The Republican presidential candidate was given an opportunity to re-phrase his remarks during an interview with conservative radio host Hugh Hewitt on Thursday. Mr. Hewitt, though a CNN conservative, is and has always been against Mr. Trump.
“You meant that he created the vacuum, he lost the peace,” Mr. Hewitt said during their exchange.
“No, I meant he’s the founder of ISIS. I do,” Mr. Trump responded. “He was the most valuable player. I give him the most valuable player award. I give her, too, by the way, Hillary Clinton.”
Mr. Hewitt’s response was telling, but the candidate refused to meet him halfway.
“But he’s not sympathetic to them,” Mr. Hewitt said, referring to President Obama. “He hates them. He’s trying to kill them.”
That claim in and of itself is debated by many foreign policy and security experts. The U.S.-led air campaign against ISIS has not been a historically intense campaign and has not truly “contained” Islamic State as they spread a global network. A House task force investigating the allegations of a Defense Department whistleblower found this week that U.S. Central Command skewed intelligence reports tracking the Islamic State’s rise to paint a more “optimistic” picture for the American public
“I don’t care,” Mr. Trump said. “He was the founder. His, the way he got out of Iraq was that, that was the founding of ISIS, OK?”
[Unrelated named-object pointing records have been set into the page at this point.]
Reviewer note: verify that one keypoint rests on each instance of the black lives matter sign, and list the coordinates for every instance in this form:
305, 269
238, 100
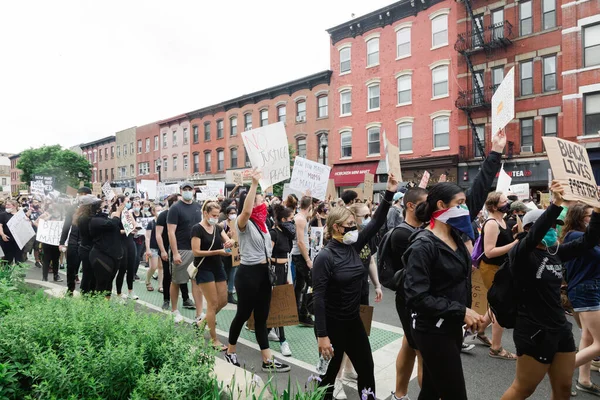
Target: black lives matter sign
571, 167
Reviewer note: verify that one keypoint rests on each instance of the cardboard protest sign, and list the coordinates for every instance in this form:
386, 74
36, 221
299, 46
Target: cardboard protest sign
21, 229
49, 232
571, 167
310, 175
503, 103
267, 148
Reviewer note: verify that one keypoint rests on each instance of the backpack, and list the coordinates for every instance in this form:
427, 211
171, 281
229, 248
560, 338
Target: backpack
385, 260
503, 296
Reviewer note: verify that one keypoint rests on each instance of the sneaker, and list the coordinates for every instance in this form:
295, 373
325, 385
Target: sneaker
285, 349
177, 317
232, 359
189, 304
338, 390
467, 347
273, 336
274, 366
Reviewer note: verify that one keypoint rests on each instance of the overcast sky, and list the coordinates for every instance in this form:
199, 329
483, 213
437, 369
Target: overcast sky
76, 71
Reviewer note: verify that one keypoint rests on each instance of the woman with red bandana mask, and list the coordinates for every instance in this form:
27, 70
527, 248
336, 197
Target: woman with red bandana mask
252, 281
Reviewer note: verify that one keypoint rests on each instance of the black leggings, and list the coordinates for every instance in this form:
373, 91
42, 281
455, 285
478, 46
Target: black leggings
442, 367
351, 338
254, 294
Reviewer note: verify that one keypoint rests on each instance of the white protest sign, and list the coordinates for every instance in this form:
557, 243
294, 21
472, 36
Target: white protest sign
267, 148
20, 227
49, 232
108, 192
311, 176
503, 103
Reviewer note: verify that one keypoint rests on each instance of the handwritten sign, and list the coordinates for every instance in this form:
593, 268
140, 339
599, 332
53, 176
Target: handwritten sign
571, 167
20, 227
503, 102
49, 232
310, 175
267, 148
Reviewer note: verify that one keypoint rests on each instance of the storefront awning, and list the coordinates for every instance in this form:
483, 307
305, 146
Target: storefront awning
352, 174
In reality, Abu Bakr al-Baghdadi, who built upon the work of Abu Musab al-Zarqawi, founded the Islamic State.
When asked for a comment, the White House responded with “Are you kidding me?”
Mr. Trump, who now trails Mrs. Clinton by roughly 3 points on the People’s Pundit Daily U.S. Presidential Election Tracking Poll, claimed he was being “sarcastic.”